Hong Kong is certainly not as important economically as it once was to China. Its share of the country's GDP has fallen from 16% in 1997 to around 3% last year. However, the SAR is still a vital gateway for foreign direct investment in the People's Republic of China (PRC). Around two-thirds of the country's inward and outward FDI is channelled through Hong Kong and the island is an important mediator in Chinese global M&A deals, according to Alicia García Herrero, chief economist at think tank Bruegel.

Undermining basic human freedoms such as a free and open internet would send a chilling signal to investors and MNCs in the SAR. But with the 70th anniversary of the founding of the PRC fast-approaching on October 1, CEO Carrie Lam is coming under increasing pressure from Beijing to do something.

Will Hong Kong die?

The rumours are that she could use a colonial-era law last used in the 1960s when riots killed 50 people. The Emergency Regulations Ordinance allows the executive to bypass Hong Kong's legislature for an indefinite time, passing any regulations considered in the "public interest" — including "censorship and the control and suppression of publications … communications and means of communication."

Lawmaker and IT entrepreneur Charles Mok argued that any internet shutdown "will truly be the darkest day for Hong Kong", adding "Hong Kong will die." Is he being over-dramatic?

From 2047, the Basic Law agreed by China and the UK pre-handover will no longer apply. But the Hong Kong executive, under the watchful eye of Beijing, has arguably already done much to erode the individual freedoms supposedly protected by the SAR constitution. It tried to force through an Extradition Law which could have seen the transfer of suspects to mainland China courts controlled by the Community Party. It tried to change the national curriculum in a move protestors claimed was an attempt to brainwash children into support for the Party. And promises about direct CEO elections have been broken, in the eyes of campaigners, with China only set to allow pre-approved candidates on the shortlist.

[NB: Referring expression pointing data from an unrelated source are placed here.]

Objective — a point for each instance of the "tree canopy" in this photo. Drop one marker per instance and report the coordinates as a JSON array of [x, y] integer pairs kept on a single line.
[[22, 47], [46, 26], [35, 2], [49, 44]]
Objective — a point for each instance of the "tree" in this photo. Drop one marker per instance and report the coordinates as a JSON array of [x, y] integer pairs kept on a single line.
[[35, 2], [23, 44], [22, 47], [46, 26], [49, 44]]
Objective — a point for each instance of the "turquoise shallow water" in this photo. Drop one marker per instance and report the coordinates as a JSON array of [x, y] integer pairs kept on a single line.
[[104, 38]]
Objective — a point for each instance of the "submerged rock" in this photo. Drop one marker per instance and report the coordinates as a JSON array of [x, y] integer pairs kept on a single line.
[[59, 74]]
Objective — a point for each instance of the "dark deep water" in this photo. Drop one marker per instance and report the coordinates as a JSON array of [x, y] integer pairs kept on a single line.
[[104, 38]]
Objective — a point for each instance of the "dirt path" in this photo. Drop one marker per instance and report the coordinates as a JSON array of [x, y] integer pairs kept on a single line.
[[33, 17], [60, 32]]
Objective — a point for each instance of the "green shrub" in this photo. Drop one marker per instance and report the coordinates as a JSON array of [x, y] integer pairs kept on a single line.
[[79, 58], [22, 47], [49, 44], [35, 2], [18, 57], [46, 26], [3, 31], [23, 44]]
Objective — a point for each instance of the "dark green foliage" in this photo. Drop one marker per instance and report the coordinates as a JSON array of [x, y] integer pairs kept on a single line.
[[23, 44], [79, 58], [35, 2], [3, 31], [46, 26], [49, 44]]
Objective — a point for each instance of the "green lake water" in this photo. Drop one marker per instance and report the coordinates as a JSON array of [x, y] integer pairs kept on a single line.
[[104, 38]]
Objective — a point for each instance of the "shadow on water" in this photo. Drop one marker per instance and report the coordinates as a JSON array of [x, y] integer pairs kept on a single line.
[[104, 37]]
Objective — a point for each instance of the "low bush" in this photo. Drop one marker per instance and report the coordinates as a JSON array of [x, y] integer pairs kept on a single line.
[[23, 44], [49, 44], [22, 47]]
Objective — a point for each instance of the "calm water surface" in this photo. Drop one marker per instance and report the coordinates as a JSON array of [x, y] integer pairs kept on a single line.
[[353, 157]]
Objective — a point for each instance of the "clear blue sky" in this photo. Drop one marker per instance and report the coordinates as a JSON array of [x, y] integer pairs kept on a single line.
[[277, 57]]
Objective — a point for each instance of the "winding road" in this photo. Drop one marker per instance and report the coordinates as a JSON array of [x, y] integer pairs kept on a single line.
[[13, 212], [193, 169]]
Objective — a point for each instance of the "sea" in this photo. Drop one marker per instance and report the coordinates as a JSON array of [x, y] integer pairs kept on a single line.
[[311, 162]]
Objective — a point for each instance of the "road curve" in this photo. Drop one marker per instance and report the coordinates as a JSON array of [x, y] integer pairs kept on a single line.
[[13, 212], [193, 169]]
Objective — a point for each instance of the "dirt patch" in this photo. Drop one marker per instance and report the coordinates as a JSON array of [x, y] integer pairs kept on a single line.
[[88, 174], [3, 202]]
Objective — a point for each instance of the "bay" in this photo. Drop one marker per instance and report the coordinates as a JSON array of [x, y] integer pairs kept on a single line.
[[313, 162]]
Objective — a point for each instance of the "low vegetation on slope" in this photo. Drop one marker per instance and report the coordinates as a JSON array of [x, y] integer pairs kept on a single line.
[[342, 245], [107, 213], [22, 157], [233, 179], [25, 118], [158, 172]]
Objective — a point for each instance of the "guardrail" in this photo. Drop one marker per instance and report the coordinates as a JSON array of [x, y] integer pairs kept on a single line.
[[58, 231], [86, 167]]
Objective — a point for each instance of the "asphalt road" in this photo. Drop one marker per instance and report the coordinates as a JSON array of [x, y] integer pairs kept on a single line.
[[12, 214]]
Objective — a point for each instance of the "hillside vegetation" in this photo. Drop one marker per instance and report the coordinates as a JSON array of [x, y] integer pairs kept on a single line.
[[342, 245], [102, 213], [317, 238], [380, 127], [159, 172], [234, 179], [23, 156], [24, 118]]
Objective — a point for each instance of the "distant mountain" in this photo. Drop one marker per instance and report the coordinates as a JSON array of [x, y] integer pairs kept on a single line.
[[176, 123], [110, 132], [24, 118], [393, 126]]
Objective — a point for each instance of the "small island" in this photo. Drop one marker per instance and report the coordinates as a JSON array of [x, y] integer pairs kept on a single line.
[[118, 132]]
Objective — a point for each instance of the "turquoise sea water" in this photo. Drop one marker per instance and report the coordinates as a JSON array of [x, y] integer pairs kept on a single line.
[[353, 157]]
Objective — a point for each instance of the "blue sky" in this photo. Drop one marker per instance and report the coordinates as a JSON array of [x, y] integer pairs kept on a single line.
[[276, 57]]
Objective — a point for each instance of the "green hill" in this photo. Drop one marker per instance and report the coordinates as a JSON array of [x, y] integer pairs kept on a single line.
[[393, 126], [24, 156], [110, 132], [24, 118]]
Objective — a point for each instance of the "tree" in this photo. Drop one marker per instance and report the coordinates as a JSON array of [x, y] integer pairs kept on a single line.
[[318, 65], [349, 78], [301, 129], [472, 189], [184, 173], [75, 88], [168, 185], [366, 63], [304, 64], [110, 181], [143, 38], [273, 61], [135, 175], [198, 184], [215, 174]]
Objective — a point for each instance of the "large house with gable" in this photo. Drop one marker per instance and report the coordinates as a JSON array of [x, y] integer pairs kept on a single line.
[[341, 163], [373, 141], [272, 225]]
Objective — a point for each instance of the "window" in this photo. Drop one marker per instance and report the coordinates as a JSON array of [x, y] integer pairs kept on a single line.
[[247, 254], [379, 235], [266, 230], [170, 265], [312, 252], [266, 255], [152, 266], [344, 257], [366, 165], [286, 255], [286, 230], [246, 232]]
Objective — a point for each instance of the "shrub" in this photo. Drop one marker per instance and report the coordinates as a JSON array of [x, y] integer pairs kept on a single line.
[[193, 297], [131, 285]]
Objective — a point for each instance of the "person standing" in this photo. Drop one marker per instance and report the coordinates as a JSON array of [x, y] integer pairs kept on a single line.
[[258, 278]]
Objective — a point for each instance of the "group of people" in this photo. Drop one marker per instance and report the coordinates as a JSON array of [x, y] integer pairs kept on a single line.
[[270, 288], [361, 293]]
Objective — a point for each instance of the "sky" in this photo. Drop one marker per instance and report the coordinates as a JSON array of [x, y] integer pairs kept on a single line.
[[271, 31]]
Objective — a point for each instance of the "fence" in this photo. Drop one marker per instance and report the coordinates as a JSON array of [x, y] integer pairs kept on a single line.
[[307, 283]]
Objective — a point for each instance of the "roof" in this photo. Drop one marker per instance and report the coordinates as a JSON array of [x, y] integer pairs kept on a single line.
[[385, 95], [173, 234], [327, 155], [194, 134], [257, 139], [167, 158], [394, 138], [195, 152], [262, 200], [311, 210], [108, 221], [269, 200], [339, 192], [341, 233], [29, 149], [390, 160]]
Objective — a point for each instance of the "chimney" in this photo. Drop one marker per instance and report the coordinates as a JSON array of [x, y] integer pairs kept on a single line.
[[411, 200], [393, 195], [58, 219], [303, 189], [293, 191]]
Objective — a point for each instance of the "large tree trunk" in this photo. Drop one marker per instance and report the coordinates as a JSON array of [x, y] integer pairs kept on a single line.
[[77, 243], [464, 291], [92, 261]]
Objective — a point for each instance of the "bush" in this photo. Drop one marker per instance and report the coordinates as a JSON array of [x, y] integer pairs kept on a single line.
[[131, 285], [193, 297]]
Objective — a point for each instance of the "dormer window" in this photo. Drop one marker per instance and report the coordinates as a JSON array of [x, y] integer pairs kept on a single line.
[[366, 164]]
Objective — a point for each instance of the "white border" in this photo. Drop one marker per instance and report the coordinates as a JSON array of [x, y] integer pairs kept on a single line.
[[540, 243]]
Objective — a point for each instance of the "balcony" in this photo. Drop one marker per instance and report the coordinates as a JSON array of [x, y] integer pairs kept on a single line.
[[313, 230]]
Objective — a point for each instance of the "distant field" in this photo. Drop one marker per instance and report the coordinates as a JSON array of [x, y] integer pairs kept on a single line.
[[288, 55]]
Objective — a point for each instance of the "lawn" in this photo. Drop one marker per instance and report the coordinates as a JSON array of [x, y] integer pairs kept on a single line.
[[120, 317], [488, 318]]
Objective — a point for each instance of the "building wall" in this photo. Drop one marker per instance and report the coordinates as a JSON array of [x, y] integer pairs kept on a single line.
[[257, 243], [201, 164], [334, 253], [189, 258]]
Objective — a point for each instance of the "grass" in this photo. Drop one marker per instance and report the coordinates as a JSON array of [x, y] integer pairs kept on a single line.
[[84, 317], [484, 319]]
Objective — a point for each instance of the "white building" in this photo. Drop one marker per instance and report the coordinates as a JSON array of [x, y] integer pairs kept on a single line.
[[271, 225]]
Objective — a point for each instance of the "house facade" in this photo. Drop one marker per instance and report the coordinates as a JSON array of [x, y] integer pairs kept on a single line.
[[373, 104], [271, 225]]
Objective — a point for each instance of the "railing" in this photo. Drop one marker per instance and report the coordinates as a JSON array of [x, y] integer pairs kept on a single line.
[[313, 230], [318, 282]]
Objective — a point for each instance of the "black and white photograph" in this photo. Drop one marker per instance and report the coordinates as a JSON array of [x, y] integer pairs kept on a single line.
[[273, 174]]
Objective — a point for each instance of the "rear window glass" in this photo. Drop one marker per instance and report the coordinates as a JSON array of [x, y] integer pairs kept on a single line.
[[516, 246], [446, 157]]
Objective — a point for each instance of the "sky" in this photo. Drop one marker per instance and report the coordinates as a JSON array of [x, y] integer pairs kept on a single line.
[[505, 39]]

None of these moves have directly affected Hong Kong's reputation as a stable, tolerant, business-friendly Asian city. But censoring the internet certainly could. MNCs operating in Hong Kong are already being forced to fall in line with Beijing against the protests after the Chinese government made an example out of Cathay Pacific. Risk managers and operations chiefs should be on high alert over the coming months, and look into alternative locations for their Asian headquarters.